Jesus of Nazareth. Martin Luther King Jnr. Ayrton Senna. You could probably connect the first two, but what’s Senna doing there?
As the world marks the 50th anniversary of MLK’s death, it brought to mind some other ‘untimely’ deaths that have caused me to to soul-search recently – and a remarkable characteristic they all seemed to share.
Last week was Holy Week. The events of Good Friday and Easter Sunday are rightly the focus, but I have been more struck by the sense of foreboding that Jesus started speaking of in the weeks beforehand. He was undoubtedly aware of the Messianic prophecies that He would be fulfilling, but there seems to have come a point when generalities started to become imminently more specific & personal. “[Jesus] said to his disciples, “Listen carefully to what I am about to tell you: The Son of Man is going to be delivered into the hands of men.” But they did not understand what this meant. … As the time approached for him to be taken up to heaven, Jesus resolutely set out for Jerusalem.” Then of course it all culminates in the Garden of Gethsemane: “‘Father, if you are willing, take this cup from me; yet not my will, but yours be done.’ …And being in anguish, he prayed more earnestly“.
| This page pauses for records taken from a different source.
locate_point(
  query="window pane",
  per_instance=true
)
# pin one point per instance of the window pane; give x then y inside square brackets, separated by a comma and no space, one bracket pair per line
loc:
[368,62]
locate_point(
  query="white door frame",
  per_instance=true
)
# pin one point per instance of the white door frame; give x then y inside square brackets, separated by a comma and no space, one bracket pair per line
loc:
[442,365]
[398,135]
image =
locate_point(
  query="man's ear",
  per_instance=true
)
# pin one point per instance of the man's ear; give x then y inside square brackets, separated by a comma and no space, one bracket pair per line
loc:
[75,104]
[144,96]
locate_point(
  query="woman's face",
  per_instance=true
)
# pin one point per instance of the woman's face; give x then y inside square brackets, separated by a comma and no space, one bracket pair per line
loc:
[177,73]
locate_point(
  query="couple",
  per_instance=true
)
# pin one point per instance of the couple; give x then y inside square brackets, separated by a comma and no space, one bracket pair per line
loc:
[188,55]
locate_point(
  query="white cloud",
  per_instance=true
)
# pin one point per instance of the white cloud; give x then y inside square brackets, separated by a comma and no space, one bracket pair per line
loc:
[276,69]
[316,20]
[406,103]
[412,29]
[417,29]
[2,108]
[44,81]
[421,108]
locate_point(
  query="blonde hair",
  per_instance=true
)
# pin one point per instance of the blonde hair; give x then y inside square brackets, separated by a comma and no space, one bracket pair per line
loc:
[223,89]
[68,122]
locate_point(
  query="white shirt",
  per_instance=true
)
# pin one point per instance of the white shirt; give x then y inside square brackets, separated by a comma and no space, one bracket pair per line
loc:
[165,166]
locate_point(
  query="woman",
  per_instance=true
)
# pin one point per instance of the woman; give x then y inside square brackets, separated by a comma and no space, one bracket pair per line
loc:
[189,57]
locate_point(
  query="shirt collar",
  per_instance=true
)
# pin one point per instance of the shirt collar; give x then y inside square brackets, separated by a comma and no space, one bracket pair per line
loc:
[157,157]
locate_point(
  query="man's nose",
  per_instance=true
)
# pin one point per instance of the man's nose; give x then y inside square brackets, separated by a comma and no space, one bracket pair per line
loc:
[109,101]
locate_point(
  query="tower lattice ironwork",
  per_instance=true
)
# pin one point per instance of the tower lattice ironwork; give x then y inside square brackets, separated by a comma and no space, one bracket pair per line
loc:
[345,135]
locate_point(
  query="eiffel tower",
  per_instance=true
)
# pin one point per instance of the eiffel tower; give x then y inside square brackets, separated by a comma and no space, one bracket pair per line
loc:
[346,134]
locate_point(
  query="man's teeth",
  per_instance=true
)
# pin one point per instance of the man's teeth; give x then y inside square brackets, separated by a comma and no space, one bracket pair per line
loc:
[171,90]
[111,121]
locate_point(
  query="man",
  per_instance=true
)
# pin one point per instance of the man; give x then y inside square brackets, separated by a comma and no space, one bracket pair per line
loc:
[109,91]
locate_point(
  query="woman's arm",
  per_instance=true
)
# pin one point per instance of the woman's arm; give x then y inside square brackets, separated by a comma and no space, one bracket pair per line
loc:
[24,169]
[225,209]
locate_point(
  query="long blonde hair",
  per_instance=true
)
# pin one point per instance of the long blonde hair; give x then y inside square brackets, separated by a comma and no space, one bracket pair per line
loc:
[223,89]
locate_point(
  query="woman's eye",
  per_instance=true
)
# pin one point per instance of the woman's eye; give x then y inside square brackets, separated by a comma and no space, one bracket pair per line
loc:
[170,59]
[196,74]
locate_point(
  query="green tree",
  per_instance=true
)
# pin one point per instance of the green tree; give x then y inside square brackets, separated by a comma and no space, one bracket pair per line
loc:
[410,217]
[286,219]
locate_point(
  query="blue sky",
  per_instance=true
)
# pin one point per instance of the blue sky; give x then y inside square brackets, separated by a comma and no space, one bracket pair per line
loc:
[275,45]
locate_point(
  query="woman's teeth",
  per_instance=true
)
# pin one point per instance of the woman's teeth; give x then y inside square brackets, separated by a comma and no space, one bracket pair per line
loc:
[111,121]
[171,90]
A few months ago I watched the film Senna. I recommend it. Even Mrs Shields enjoyed it (rather than endured it – as she usually does with my film choices!) As the trailer says: Genius. Maverick. Outsider. Superstar. Legend. What it omitted to say was Devout and Humble. Person after person testified to Senna’s faith & humility. He spoke personally about some of his experiences whilst driving in almost celestial terms. But it was his almost eerie premonition of his own death that gave me shivers. “On that morning when [Senna] woke up, he asked God to talk to him. He opened the Bible and read a passage which said God would give him the greatest of all gifts. Which was God himself. A crash!”
Which brings us to the amazing, spine-chilling, speech by Martin Luther King Jnr. Not the one everyone usually thinks of, but the one he made on the eve of his assassination.
Listening to these words from his final speech – his voice choked with emotion, his eyes welling with tears – it’s easy to believe that the LORD had given him another dream besides the one he’s famous for: a premonition of his impending death.
What utter commitment, conviction & resolution each of these men had to fulfill their personal, God-given callings. Their divine calling became their literal passion. To foresee your own, untimely death and walk resolutely into it, without fear or flinching, is surely what distinguishes men like these from the rest of us. And for both Senna & MLK (as well as the countless other martyrs) it is Christ’s own passion that was both the source & the strength for their own.
What must it be like to sense that God is calling you home? To know that the mountaintop from which you have been able to glimpse the promised land is also creating the valley of death through which you must walk. How much more vivid & lucid must the words of Psalm 23 become?